In the last post we looked at different Phases of MapReduce. In this post we will take a real example and walk through the process involved working with MapReduce.
Before you go on reading this post, please note that this post is from our free course named Hadoop Starter Kit. It is a free introductory course on Hadoop and it is 100% free. Click here to enroll to Hadoop Starter Kit. You will also get free access to our 3 node Hadoop cluster hosted on Amazon Web Services (AWS) – also free !
Here is the problem we like to solve today. We have a dataset with information about several fictitious stocks symbol. Each line in the dataset we have information about a stock symbol for a day… information like the opening price, closing price, high, low, volume and adjusted closing price for a given day.
Lets pick a record in this dataset, in this record we have information for symbol. B7J. for date 2010-01-20 and we have the opening price, high, low close price, volume etc.
The size of this data is slightly over 400 MB. Not too big but good enough for our experimentation. Now lets talk about the problem we would like to solve with this dataset.
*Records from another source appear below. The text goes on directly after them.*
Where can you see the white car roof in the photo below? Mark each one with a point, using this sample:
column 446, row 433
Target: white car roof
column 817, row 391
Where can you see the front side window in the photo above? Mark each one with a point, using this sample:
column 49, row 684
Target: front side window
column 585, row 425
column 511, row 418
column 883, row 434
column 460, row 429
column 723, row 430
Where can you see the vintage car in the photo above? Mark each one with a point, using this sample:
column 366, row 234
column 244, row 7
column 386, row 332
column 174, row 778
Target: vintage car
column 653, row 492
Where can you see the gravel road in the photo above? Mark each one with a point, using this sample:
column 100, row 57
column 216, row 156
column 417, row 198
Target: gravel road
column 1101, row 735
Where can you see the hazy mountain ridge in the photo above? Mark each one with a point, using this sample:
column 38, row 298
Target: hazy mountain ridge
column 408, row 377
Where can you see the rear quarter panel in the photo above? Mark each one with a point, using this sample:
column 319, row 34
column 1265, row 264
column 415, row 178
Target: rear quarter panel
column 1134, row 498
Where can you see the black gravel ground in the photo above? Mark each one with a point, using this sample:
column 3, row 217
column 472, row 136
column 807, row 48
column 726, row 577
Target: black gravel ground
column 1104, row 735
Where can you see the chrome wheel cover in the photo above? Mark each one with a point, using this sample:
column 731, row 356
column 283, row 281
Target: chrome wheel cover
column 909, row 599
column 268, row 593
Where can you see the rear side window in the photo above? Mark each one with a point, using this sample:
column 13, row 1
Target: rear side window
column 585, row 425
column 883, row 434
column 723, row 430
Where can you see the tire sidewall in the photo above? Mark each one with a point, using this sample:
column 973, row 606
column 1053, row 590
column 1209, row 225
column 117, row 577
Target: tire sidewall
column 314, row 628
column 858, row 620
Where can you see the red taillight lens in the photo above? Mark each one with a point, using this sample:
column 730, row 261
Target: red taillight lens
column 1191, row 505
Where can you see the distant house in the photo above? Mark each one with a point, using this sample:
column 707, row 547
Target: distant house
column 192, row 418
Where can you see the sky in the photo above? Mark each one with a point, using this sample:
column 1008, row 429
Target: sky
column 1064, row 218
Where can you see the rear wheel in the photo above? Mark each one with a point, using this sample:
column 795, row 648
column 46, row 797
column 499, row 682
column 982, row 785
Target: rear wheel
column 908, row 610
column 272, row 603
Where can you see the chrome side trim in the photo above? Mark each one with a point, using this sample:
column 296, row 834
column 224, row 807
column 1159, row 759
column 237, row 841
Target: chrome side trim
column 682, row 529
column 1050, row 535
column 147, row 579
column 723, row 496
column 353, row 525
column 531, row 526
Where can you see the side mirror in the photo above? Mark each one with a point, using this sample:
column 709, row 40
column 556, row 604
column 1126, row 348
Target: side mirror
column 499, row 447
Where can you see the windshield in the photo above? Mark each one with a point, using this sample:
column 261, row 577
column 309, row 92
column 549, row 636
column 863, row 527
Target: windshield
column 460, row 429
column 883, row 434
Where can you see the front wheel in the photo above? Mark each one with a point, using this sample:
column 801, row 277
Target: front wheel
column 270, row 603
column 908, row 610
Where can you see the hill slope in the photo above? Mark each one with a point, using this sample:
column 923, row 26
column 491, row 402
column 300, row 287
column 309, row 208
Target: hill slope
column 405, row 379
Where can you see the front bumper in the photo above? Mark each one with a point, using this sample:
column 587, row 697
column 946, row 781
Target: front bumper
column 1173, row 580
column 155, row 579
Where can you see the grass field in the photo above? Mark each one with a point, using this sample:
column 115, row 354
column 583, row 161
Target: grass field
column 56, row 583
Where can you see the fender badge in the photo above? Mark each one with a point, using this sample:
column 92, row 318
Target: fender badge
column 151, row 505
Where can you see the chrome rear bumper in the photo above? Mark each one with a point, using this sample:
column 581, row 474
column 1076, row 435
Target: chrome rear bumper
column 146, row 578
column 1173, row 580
For every stock symbol in the dataset we would like to find out its maximum closing price across several days. Simple use case right?
Now think about this problem for a second. forget about MapReduce and Hadoop. How would you solve this problem? Just think about the the algorithm.
We will read a line, get the symbol and closing price from the line. Then we need to check, is this closing price greater than the closing price we have for the symbol. If not go process the next line. If it is the greater than the closing price, save the closing price as the maximum closing price for that symbol and move on to the next record in the dataset. If you reached the end of the file, print the results.
Now the problem with this approach is that there is no parallelization. So if you have a huge dataset you will have extremely long computation time which is not ideal. Now lets see how we have work out the same problem in the MapReduce world.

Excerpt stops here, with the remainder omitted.